Para essas últimas, somente PIS e Cofins terão alíquota zerada nos anos de 2025 e 2026. Ou seja, a aplicação do benefício para IRPJ e CSLL é limitada até 2024.
“Nesses casos, permanece a possibilidade de discussão da revogação das condições originais da Lei 14.148/2021, sob os mesmos argumentos (revogação de benefício equivalente à isenção, concedido por prazo certo e sob condição)”, indica.
Na visão de Letícia Schroeder Micchelucci, advogada da equipe tributária do Loeser e Hadad Advogados, as novas condições poderão ser questionadas. “A lei nova não poderia revogar isenções por prazo certo e já com certas condições antes estabelecidas”, diz.

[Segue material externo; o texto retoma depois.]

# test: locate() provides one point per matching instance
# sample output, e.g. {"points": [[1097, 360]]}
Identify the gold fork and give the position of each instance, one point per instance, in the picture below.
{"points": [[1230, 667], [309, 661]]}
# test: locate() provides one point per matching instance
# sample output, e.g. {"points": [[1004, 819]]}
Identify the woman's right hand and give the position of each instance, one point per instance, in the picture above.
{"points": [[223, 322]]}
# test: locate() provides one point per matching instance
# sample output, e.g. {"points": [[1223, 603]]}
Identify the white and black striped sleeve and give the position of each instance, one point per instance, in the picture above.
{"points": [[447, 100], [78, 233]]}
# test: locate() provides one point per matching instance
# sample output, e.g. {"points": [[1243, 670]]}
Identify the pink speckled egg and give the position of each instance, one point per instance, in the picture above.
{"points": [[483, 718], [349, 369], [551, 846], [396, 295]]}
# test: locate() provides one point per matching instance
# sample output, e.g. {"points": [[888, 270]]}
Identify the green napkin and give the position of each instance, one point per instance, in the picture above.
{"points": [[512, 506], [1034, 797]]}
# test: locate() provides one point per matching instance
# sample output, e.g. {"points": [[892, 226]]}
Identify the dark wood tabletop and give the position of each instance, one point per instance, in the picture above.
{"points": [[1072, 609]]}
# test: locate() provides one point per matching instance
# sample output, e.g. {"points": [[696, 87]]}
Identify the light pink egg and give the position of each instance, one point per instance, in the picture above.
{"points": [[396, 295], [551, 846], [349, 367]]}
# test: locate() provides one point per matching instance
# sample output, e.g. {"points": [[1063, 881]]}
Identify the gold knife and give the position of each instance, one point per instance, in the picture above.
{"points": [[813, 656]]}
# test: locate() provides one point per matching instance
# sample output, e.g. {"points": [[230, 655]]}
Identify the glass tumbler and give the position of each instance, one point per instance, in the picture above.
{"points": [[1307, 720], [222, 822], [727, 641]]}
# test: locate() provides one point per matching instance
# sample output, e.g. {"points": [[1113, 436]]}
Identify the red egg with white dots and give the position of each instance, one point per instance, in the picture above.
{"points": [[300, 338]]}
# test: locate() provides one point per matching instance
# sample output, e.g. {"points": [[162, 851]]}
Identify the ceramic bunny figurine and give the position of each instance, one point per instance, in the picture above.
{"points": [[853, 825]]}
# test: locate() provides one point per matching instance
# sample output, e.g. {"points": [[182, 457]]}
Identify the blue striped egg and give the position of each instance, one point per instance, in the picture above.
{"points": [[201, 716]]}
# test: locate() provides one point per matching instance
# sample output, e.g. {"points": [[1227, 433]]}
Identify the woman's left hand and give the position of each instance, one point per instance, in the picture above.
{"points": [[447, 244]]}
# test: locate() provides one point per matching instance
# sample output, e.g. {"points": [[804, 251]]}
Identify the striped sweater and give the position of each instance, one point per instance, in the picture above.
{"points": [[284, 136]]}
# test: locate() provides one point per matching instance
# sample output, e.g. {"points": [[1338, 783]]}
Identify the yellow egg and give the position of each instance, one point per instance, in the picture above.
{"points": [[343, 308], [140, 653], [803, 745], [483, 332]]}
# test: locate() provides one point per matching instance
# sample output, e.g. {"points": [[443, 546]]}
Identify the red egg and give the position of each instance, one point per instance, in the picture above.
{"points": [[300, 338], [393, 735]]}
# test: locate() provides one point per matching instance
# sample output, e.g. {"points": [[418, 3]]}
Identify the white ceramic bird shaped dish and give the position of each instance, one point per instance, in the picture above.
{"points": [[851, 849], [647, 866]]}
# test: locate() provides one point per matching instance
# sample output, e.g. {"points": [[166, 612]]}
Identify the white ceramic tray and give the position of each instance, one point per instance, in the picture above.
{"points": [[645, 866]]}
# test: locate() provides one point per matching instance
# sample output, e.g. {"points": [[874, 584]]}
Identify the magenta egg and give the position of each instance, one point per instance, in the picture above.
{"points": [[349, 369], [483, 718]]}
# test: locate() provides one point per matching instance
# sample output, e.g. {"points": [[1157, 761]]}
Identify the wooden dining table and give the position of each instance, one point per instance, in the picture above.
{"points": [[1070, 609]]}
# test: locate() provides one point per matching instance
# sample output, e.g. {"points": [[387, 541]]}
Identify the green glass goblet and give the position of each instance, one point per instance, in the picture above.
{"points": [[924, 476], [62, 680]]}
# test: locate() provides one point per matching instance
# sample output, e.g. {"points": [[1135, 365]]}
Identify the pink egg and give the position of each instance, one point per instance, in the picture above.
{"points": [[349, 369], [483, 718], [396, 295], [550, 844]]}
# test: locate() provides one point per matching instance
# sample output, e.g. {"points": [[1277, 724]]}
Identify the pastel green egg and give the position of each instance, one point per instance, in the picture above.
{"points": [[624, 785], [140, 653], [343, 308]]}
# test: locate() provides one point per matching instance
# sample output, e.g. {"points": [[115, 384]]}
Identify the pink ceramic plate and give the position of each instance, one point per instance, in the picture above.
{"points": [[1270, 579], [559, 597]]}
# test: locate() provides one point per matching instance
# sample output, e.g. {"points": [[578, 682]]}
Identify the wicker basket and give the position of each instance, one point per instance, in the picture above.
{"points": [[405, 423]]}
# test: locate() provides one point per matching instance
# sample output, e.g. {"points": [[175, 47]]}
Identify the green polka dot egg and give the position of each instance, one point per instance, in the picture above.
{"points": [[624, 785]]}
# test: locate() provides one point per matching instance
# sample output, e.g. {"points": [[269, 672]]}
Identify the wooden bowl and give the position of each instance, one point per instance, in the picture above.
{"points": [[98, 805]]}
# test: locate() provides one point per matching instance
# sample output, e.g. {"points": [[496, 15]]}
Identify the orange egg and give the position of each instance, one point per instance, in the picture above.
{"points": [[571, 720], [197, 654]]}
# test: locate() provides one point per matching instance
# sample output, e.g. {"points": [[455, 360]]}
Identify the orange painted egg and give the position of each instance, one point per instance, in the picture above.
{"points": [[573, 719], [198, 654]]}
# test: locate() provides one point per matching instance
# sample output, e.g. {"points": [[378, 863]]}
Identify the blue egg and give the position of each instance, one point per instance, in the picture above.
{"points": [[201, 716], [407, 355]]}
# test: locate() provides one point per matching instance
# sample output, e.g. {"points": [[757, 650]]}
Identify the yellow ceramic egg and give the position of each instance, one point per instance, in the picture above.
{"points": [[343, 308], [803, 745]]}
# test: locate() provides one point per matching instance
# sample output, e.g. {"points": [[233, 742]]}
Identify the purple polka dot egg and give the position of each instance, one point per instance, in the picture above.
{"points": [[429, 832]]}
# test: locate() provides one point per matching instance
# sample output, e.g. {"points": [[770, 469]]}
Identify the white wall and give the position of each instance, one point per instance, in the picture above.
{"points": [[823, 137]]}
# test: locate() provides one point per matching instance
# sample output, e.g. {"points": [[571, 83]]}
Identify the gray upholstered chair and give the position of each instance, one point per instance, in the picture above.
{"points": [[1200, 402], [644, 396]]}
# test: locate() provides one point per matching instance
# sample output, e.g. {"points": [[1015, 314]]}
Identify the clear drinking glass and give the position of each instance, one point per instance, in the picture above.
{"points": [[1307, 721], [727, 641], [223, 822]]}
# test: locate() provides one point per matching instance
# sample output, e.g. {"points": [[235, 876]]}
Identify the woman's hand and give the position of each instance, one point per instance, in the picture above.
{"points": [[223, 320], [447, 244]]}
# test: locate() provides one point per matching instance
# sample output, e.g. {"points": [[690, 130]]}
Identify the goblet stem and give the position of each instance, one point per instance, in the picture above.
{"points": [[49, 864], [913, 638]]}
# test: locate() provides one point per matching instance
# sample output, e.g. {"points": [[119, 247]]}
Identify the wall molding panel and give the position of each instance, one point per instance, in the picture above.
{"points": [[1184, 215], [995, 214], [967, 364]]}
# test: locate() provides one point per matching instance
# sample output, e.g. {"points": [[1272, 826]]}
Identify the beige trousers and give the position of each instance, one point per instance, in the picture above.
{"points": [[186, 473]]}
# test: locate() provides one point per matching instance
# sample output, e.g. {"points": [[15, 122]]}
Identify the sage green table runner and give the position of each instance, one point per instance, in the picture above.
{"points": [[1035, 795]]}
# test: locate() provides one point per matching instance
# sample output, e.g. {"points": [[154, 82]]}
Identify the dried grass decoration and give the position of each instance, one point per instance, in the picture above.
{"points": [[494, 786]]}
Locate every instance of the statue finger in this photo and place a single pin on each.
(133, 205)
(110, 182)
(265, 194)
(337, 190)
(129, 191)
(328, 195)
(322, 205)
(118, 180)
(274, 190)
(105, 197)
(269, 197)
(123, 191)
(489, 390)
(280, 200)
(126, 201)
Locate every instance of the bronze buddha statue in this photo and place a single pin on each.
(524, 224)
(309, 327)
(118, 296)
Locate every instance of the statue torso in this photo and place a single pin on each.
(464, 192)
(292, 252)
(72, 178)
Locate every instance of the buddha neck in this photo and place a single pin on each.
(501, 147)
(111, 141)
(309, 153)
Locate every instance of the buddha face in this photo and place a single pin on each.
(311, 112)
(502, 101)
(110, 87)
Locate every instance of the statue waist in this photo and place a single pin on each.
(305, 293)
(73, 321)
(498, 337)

Para ela, a diferença de regras entre empresas tributadas pelo lucro presumido e real também fere “o princípio básico da isonomia entre os contribuintes”.
Já Priscila Faricelli, sócia do Demarest, ressalta que a nova lei “cria inúmeras travas às empresas para aproveitamento do benefício, além de excluir empresas do ramo de transporte e hotelaria”.
De acordo com a tributarista, isso certamente fará “com que diversos contribuintes busquem o Judiciário visando ao reconhecimento do seu direito para afastar essas novas restrições”.
Ela entende que “há janela para questionamento judicial” não só por parte das empresas excluídas do Perse. As empresas mantidas no regime geral, mas que “perderão esse direito em razão das travas criadas”, também poderão acionar a Justiça.
O advogado Adriano Moura, sócio de Tributário do Mattos Filho, concorda que “os questionamentos judiciais devem continuar” diante das restrições ao alcance do Perse.
Ele destaca outra limitação importante da nova lei: são contempladas apenas empresas cuja dedicação principal ou preponderante corresponda a uma das 30 atividades previstas. Antes, era possível usufruir do Perse para atividades secundárias.
Por outro lado, a lei de 2024 “reconhece textualmente que as pessoas jurídicas ativas durante a pandemia da Covid-19 estiveram sujeitas a condições onerosas que a credenciam à fruição do Perse”. Segundo Moura, isso fortalece um argumento a favor da manutenção dos termos originais do benefício.
O tributarista lembra que, de acordo com o artigo 178 do Código Tributário Nacional, benefícios fiscais concedidos por prazo certo e mediante condição não podem ser revogados antes do fim de sua vigência.
Como o Perse foi concedido pelo prazo determinado de cinco anos e a nova lei reconhece que a atuação durante a crise de Covid-19 foi uma condição onerosa, “não poderia esse benefício ser revogado ou mesmo reduzido, como tem ocorrido”.
José Higídio
é repórter da revista Consultor Jurídico.